Simon Thornley, ricercatore del servizio di salute pubblica regionale di Aukland, Nuova Zelanda, ha pubblicato recentemente sulla rivista “Medical Hypotheses” i risultati di una ricerca effettuata sugli effetti degli zuccheri trasformati sul nostro organismo. Gli zuccheri creano infatti un picco di glicemia che stimola le stesse aree del cervello che sono coinvolte dalla dipendenza da nicotina e da altre droghe.
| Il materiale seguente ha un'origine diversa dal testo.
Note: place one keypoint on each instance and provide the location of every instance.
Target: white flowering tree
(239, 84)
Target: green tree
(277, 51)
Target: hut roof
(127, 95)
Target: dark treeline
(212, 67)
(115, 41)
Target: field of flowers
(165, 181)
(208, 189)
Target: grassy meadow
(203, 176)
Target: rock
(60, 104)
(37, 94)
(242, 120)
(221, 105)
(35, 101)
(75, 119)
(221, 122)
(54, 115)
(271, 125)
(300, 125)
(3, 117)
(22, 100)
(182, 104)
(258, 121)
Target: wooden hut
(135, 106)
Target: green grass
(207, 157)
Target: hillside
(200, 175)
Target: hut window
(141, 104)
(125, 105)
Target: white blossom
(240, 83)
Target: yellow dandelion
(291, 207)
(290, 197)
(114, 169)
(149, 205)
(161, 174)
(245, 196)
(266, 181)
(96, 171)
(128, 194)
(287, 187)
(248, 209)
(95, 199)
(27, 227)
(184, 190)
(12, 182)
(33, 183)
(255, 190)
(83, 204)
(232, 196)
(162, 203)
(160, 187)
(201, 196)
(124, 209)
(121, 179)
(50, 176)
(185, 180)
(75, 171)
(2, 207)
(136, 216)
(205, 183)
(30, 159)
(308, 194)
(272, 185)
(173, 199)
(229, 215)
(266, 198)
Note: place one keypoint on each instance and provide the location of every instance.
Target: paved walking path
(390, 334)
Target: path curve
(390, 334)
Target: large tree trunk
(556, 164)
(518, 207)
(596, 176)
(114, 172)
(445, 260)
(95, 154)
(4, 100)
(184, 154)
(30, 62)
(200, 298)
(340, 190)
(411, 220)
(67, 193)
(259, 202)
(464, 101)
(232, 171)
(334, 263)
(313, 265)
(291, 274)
Thornley afferma che “I tossicodipendenti non riescono a fermarsi, anche se sono consci delle conseguenze negative hanno un bisogno fisico delle sostanze da cui dipendono. Esattamente come fanno molti fra coloro che mangiano troppi dolci”. La ricerca dimostra anche che le persone con un alto Indice di Massa Corporea (BMI) hanno un numero minore di recettori nella parte del cervello che genera sensazioni piacevoli proprio come succede nelle persone dipendenti da cocaina e alcool.

Cristalli di zucchero

Cristalli di zucchero

A sostegno di questa teoria ci sono studi effettuati dall’Università di Princeton. Il primo ha prodotto topi con dipendenza da zucchero, che cadono in crisi da astinenza se privati di sostanze dolci, e si riprendono se vengono sfamati con zucchero.
Ancora più significativo una ricerca sull’uomo: due gruppi di donne in sovrappeso sono state invitate a bere una bevenda; in realtà si trattava di due bevande differenti, ma con lo stesso aspetto e lo stesso sapore: una conteneva carboidrati e zuccheri, l’altra proteine. Il gruppo che aveva assunto zuccheri si è dimostrato molto più allegro dell’altro.

Siamo tutti avvisati, attenzione a non esagerare, ma se ci sentiamo giù non c’è niente di meglio di un bel dolcetto.